Can anybody recommend DIY livery for two or possibly three geldings near Kineton/Moreton in Marsh or anywhere in between. I will be moving to Kineton and working in Moreton in Marsh, hence the search area. Must have a school and all year round turnout, preferably quiet hacking as well but I may be asking too much for all that!! Small private yard or big busy yards considered. Wanting to move one horse ASAP with the other one/two following at the beginning of May (one is for sale so will only be coming with us if he hasn't sold by then). I don't start my new job until May (10 weeks) but one of the horses is not coping on his current yard which has no turnout now due to the ground being so wet! Not a nutter, just a Connemara who is used to a leg stretch everyday.

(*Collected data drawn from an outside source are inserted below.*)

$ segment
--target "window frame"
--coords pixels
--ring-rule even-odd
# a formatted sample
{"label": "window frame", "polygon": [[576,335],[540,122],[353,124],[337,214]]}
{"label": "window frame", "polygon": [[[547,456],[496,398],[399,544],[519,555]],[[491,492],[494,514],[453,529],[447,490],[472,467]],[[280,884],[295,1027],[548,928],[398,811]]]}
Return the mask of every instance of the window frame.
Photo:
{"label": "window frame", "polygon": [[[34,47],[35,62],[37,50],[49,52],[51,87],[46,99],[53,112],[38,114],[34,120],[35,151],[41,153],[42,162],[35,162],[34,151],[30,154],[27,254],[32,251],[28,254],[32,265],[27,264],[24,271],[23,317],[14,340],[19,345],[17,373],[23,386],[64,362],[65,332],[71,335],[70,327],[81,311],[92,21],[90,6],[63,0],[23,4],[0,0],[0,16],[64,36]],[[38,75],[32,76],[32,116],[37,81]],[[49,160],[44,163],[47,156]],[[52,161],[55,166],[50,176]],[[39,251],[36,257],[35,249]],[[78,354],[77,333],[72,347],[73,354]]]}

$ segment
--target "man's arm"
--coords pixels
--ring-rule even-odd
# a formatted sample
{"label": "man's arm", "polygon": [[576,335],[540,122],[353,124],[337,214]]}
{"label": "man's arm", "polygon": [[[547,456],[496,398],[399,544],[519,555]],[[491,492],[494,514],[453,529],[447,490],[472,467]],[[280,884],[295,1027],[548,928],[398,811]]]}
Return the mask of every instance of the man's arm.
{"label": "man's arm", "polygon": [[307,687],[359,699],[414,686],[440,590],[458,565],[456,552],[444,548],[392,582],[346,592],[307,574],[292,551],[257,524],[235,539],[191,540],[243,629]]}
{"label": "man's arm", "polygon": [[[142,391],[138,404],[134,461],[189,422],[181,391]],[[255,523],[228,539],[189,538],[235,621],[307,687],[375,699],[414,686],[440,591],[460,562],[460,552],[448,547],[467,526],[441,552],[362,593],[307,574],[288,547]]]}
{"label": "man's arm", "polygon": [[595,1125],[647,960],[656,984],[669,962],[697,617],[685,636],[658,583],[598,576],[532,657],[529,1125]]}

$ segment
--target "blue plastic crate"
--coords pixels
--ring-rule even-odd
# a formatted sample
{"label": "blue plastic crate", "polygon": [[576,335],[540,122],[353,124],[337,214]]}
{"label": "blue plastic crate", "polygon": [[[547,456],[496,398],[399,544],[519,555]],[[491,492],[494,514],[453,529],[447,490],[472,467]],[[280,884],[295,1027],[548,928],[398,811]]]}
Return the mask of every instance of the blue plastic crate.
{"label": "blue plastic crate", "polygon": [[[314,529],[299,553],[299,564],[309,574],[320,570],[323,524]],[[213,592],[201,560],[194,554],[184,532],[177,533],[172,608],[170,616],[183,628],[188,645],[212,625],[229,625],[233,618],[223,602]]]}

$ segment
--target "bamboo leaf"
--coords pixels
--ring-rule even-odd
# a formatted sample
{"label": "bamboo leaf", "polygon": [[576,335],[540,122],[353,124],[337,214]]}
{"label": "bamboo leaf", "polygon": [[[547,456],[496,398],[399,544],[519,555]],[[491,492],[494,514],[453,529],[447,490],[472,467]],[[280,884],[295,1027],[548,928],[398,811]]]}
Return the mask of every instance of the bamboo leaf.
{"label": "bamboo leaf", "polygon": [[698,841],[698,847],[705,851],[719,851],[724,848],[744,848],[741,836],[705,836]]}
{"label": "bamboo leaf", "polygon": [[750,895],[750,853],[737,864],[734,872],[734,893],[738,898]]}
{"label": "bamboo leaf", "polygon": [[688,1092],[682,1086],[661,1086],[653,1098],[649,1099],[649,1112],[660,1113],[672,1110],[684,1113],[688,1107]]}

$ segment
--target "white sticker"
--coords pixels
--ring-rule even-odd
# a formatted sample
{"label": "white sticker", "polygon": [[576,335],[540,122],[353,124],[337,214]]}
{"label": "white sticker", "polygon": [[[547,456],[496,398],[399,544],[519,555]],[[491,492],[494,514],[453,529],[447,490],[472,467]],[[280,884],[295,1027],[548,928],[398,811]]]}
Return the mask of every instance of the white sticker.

Any help greatly appreciated!


----------



## Lindylouanne (18 February 2014)

Big yard at Radway where they do DIY. Huge indoor and outdoor schools, not sure about turnout and have no idea of cost. I know they have just downsized their riding school stock so may have room. It would mean a little bit of a dogleg to get to Moreton but worth a look.


----------



## Mimi2610 (19 February 2014)

Not many DIY yards around Moreton and it's roughly £70-80 pw per horse. Try Poplars Farm or there's the Beswick's Pebbly Brook Farm next door. Beswicks are the only people that I know of in that area that winter turnout, it gets very wet in winter.


----------



## Barbie (24 February 2014)

Great, thank you for your suggestions! Moreton does seem to be very expensive so may end up looking further North but I'll have a google and try to find some contact numbers for the yard you've suggested.


----------